WASHINGTON -- A doubleheader on Saturday. Twenty-one games in the next 19 days. No rest until Sept. 9.
The Nationals’ arms are in for a long road ahead, and each inning pitched is a valuable asset that can have a domino effect on the rest of the staff. Manager Dave Martinez has tasked his starters with throwing as deep into games as possible to alleviate the workload of the bullpen. Left-hander Patrick Corbin delivered on Friday in the opener of the Nationals’ five-game series against the Marlins at Nats Park.
After giving up a three-run, second-inning homer to Miguel Rojas, Corbin settled down and threw 6 1/3 frames. He fanned nine, walked two and allowed just three runs on eight hits in Washington’s 3-2 loss.
“It was awesome,” Martinez said. “He had really good stuff tonight. He made one bad mistake and it cost him three runs, but other than that, he was really, really good. That was great to see.”
The outing comes five days after Corbin threw just five innings against the Orioles in what he described as "one of those nights where things weren’t really working for me.” Facing the Marlins, Corbin got back on track by producing 51 swings and 18 whiffs, 11 of which came on his go-to slider. He threw 66 of his 102 pitches for strikes.
“I felt pretty good,” Corbin said. “That pitch that was a homer was a heater -- just fell behind 2-0 and it was right down the middle. Just a mistake there. I felt like I was in the zone better today. I felt under control. The two-seamer was working well, the slider was there. Threw some slow breaking balls as well.”
An early deficit could have signaled an early night for Corbin and an expedited call to the ‘pen. Instead, he pitched 1-2-3 innings in the fourth and the sixth frames, and was able to reach his 100-pitch marker.
“He was kind of nitpicking a little bit with some guys and we had to make some pitches, but he was able to get out of some big innings,” catcher Yan Gomes said. “To go into the seventh inning, that’s pretty impressive on his own. He kept us in the ballgame. At any point like that where you give up a three-run [home run] early, you can kind of lose your rhythm and kind of go short. He gave us a heck of an outing. We wish we could have picked him up.”

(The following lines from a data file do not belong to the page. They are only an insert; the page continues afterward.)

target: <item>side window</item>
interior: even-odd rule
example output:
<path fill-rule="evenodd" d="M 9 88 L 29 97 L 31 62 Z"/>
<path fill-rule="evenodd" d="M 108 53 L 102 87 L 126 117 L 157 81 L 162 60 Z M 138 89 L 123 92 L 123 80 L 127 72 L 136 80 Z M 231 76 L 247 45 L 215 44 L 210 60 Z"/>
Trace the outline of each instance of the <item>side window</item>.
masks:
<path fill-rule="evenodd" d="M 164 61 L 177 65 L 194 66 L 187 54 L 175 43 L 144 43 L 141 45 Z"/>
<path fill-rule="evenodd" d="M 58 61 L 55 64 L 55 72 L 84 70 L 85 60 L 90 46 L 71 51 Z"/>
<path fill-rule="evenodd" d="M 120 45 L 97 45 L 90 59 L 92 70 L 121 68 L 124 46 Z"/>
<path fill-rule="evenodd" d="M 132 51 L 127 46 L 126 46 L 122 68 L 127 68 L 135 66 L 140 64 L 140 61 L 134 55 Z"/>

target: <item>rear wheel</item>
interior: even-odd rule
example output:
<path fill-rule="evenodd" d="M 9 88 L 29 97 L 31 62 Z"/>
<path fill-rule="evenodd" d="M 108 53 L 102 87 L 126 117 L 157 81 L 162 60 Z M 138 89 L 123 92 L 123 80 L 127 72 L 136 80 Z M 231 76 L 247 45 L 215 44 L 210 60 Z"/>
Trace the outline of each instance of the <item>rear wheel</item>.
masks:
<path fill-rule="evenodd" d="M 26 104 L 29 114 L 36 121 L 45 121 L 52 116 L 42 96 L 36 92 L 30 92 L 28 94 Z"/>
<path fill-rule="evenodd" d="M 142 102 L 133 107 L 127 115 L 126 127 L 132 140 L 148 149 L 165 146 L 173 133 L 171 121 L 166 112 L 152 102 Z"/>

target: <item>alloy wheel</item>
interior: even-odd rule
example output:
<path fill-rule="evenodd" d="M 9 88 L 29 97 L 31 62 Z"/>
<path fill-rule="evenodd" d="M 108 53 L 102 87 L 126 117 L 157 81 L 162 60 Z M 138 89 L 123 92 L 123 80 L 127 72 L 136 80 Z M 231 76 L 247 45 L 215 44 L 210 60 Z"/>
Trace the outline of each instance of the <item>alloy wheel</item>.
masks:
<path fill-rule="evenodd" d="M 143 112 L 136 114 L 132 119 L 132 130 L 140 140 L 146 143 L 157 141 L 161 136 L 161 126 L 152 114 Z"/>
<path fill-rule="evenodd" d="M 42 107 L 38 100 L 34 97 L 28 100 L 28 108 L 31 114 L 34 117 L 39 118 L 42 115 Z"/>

Solo homers by Gomes (100th of his career) and Trea Turner in the second and third innings, respectively, cut the Nationals' deficit to one run, but they would get no closer than a two-out rally in the seventh that ended with runners on first and second.

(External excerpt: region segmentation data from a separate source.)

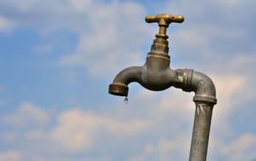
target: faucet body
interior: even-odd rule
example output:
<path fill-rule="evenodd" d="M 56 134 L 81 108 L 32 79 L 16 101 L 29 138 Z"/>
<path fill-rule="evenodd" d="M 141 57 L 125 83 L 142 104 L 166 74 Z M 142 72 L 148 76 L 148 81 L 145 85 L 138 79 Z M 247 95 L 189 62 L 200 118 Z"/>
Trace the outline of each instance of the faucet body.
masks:
<path fill-rule="evenodd" d="M 121 71 L 109 85 L 108 93 L 127 96 L 128 84 L 137 82 L 149 90 L 160 91 L 172 86 L 186 92 L 195 92 L 196 109 L 194 121 L 189 161 L 205 161 L 207 158 L 212 111 L 217 103 L 215 86 L 207 75 L 192 69 L 170 68 L 166 27 L 171 22 L 183 22 L 181 16 L 158 14 L 147 16 L 147 22 L 158 22 L 159 34 L 154 40 L 146 62 Z"/>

Pitching is at a premium for the Nationals on this long stretch ahead. The starting rotation took a hit when Stephen Strasburg was diagnosed with carpal tunnel neuritis in his right hand, and he is considering treatment options. The bullpen has been short-handed this season without left-handers Sean Doolittle (10-day injured list, right knee fatigue), Roenis Elías (60-day IL, left elbow flexor strain) and Sam Freeman (60-day IL, left flexor mass strain). Out-by-out, the starters are trying to give the relievers and the team an edge.
“You always want to finish that seventh inning, or finish the inning you go out in,” Corbin said. “That's my goal every start. You just try to go out there, be reliable, go as deep as you can. With our offense and the way our bullpen's been pitching, we're going to start winning some games.”